Authentication and CORS

To authenticate headless tracking requests, you need to:

  1. Set up a headless channel in Xperience.
  2. Create at least one API key with the Access type set to Tracking API.

For each tracking API request, add the Authorization header containing an enabled tracking API key.

HTTP Authorization header

Authorization: Bearer <ApiKey>

Authorizaton header security recommendations

If you set the Authorization header directly when sending requests from a client API on a public web page, it can be seen by anyone. To ensure the security of your API keys, we recommend that you use a backend proxy server to add the Authorization header and forward the requests to a headless tracking API endpoint.

If sending tracking requests directly from the client-side code of a web application (without additional header processing on a proxy server), you also need to ensure Cross-Origin Resource Sharing (CORS).

Follow the instructions in Cross-origin resource sharing — the CORS configuration options are shared for headless tracking endpoints and headless channel GraphQL endpoints.

Get the text of consents from Xperience

To comply with data protection regulations, most applications can only collect personal data and track activities for users who explicitly give consent.
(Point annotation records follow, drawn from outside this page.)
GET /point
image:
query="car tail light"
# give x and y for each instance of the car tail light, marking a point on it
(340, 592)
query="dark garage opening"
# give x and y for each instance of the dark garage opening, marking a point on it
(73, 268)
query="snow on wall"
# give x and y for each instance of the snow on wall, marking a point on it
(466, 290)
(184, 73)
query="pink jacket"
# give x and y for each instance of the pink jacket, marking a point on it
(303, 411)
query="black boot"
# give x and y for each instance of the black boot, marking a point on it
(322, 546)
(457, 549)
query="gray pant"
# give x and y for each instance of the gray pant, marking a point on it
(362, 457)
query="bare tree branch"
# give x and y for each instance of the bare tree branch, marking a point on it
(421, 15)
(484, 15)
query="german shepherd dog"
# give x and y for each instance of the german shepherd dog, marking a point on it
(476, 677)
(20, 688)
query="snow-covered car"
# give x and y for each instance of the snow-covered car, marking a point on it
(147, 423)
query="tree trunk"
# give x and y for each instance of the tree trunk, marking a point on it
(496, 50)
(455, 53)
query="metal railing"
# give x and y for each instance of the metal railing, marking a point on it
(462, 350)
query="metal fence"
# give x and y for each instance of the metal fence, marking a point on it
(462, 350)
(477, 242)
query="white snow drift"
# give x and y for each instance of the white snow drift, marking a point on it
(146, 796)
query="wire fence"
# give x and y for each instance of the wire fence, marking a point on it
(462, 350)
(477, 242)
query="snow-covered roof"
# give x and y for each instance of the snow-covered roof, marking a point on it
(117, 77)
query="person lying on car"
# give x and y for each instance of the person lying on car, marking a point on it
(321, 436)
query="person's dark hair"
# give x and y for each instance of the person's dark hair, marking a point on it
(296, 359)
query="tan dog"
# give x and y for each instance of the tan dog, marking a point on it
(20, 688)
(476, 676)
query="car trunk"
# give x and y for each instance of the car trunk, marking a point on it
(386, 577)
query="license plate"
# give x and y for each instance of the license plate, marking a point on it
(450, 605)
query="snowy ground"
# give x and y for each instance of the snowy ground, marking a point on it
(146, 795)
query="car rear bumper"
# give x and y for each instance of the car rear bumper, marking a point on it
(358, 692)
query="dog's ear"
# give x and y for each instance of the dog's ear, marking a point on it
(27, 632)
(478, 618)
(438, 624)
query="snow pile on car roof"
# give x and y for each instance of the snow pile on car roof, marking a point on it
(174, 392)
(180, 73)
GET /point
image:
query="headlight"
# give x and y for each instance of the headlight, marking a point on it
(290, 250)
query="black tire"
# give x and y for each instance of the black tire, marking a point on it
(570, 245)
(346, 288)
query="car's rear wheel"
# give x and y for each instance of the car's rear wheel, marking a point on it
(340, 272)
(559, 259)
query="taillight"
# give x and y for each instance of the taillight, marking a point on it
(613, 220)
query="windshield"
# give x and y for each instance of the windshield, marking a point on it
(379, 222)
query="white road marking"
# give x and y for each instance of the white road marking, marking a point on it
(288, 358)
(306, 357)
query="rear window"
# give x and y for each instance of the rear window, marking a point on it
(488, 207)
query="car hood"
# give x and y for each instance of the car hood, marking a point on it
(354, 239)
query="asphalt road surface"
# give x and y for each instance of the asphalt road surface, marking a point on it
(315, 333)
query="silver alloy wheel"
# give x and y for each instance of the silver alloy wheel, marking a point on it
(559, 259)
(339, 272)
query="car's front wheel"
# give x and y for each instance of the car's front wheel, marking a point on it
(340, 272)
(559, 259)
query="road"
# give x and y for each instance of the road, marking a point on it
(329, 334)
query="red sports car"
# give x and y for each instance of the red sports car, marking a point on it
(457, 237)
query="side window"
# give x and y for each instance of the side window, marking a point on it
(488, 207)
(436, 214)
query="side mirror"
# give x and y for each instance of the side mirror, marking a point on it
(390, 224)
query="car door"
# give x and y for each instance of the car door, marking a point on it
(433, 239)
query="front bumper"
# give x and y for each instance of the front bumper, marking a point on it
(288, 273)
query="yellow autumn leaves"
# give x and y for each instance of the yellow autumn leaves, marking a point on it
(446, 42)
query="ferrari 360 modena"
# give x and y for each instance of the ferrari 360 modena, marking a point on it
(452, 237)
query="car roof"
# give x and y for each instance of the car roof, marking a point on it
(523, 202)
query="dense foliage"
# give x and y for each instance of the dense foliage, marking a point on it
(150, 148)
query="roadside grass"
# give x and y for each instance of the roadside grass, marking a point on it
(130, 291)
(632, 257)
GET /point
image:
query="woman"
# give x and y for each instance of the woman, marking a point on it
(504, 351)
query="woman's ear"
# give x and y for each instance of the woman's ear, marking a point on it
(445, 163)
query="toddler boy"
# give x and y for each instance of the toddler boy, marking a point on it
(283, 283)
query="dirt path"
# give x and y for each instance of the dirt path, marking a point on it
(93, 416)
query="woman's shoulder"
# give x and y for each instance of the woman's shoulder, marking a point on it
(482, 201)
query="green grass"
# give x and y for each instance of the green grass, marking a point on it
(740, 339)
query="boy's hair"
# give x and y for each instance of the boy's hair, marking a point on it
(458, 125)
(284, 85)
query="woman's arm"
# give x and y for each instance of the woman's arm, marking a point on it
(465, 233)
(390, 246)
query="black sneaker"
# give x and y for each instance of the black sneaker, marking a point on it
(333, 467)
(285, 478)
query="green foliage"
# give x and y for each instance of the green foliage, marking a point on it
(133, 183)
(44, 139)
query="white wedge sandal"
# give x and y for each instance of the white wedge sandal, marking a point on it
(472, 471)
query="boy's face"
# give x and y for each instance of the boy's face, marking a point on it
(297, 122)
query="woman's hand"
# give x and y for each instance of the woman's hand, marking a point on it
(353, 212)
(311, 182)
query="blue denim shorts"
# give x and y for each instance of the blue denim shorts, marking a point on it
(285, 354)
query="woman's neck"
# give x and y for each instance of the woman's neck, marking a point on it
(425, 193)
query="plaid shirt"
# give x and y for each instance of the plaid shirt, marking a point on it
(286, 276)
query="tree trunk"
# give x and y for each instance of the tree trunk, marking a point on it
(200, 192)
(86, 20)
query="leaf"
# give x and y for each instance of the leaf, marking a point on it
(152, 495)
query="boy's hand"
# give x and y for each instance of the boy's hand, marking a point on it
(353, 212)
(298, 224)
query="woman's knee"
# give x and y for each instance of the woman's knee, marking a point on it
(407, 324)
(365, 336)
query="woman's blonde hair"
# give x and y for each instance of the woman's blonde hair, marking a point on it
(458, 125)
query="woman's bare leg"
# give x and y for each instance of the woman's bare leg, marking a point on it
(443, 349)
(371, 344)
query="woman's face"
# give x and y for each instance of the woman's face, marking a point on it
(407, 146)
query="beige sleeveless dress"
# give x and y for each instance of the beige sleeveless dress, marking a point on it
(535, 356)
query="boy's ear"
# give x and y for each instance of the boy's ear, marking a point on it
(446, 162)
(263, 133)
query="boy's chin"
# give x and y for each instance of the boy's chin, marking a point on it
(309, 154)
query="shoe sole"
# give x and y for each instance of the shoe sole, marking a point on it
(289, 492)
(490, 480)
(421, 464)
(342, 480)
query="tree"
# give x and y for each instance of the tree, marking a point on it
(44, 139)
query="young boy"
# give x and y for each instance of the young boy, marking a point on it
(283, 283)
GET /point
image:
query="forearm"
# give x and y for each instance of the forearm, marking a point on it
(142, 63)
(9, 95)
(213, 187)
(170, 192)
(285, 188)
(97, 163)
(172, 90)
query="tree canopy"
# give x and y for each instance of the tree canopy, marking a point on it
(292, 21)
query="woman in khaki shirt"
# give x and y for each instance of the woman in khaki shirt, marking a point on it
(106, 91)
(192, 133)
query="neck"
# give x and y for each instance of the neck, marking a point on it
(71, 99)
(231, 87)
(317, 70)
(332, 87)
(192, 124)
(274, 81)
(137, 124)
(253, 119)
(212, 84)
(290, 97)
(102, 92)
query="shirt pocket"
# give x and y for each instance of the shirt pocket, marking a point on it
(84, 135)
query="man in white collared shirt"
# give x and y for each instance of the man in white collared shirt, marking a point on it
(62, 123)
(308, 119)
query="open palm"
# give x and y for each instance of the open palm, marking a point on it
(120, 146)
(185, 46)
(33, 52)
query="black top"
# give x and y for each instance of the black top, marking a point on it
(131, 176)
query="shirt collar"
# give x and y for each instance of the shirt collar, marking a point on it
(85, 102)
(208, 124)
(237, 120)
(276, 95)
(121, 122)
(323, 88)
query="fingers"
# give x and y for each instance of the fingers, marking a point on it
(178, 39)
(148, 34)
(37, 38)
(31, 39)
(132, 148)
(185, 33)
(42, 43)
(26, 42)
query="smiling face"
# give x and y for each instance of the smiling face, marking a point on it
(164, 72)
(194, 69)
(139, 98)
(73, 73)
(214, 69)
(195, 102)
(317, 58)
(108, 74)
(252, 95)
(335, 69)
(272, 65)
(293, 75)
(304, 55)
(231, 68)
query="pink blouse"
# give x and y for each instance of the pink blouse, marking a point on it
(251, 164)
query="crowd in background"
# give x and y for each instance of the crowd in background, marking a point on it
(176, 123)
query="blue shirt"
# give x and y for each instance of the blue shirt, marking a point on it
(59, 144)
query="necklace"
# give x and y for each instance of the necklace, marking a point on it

Set up your consents in Xperience, and retrieve their text by sending requests:

  • HTTP method: GET

  • Endpoint: /Kentico.Tracking/consents/{consent_code_name}?languageName={language_code_name}

  • URI example: https://domain.com/Kentico.Tracking/consents/TrackingConsent?languageName=en

  • Response body: Consent text strings in the shortText and fullText fields

          "shortText": "...",
          "fullText": "..."

    Consent text format

    The returned consent text strings contain HTML tags – text formatting elements, <p> tags for paragraphs, etc.

Create an appropriate UI in your application that displays the retrieved texts and allows users to give consent agreements.

Create contacts

Your application’s users are represented as contacts in Xperience. When a user gives consent to be tracked, you can create a new contact in Xperience by sending the following request:

  • HTTP method: POST

  • Endpoint: /Kentico.Tracking/contacts

  • Response body: GUID of the new contact in the contact field

          "contact": "06b035b8-6658-4a1b-b1de-5994e4975fb1"

The returned contact GUID is an identifier that you need to store in your application. Link the identifier with any other data that you have about the user. This allows you to keep track of the user in your application, identify them whenever they return, and pair them with the same contact.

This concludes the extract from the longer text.